Vega 10 and 12 reset application

Hi gnif, We would urge you to/welcome you to hang around in the Unraid forums also :smiling_face_with_three_hearts:. Though Unraid sounds like a storage focused OS (that part pretty much works), it also tries to be a seamless GPU pass-through/virtualization(qemu)/gaming platform…and that’s where there are challenges.

May be this thread could be your starting point? (Where your L1T post was featured before) :slightly_smiling_face:

Does any else here use the Radeon VII? I’d be interested in contributing to raise funds to get support for it.

I’m using the Vega Vii I’m more than happy to donate to get the reset bug fix

Welcome @WhalingWizard and @SiwatSirichai to the forums! :smiley:

I am currently away but will return in a couple of days, when I do I will setup a GoFundMe for this GPU as I have also had interest from others via PM to provide funding in this way.

1 Like

Thanks @gnif! Happy to be here. Let us know once you are ready, we’re happy to help / donate.

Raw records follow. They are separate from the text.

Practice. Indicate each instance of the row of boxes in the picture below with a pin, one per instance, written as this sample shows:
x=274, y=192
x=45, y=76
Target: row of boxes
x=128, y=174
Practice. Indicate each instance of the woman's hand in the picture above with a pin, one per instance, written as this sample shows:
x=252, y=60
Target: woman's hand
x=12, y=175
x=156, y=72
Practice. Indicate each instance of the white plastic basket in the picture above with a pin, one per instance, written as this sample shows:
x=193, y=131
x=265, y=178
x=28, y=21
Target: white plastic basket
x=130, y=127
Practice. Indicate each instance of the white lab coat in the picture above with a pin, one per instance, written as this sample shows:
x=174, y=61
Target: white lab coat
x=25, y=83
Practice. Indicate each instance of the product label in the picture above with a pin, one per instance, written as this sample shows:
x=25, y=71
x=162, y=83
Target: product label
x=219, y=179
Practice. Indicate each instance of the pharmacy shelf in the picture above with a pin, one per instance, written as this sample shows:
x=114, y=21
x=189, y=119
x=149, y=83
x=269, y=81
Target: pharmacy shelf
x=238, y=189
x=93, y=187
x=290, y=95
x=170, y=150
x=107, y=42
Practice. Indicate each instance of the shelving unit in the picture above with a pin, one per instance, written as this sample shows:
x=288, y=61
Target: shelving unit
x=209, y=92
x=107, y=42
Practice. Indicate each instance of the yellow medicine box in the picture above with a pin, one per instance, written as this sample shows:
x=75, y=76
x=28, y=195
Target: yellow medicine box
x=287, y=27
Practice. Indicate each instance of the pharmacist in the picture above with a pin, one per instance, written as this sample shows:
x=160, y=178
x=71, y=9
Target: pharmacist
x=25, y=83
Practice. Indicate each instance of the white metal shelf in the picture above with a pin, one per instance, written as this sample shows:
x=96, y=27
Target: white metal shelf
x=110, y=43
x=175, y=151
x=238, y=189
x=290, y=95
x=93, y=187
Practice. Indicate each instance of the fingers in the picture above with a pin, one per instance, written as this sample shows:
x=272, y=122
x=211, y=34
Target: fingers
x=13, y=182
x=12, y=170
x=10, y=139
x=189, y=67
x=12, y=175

To keep this thread on topic I have created a new one over here:

4 Likes

I pass thru rvii too and happy to help/donate!

2 Likes

I’m passing VII through too - and experience the rest bug - and also happy to help.

1 Like

Thanks, please see the thread below where this is being discussed:

https://forum.level1techs.com/t/hardware-for-amd-reset-bug-fixes

2 Likes

@gnif is AMD doing anything itself (since you are in contact with them) with regard to a full fix? Its been over 6m since your fix and a LOT longer since this problem was identified…

1 Like

AMD are not doing anything directly. I have been continuing to work with AMD on this, a patch for Vega has not yet been made available as it’s far more complex to reset as compared with Navi, and Navi still has issues that are also present on the Vega generation. Once these issues with Navi are resolved I will move back to working on the Vega cards.

5 Likes

So Vega owners are left aside, sigh. Before kernel 5.4 in a guest I did not experience the Vega reset bug for whatever reason, go figure, but since 5.4.0 I have it. Oddly enough, a windows 10 guest doesn’t show the issue.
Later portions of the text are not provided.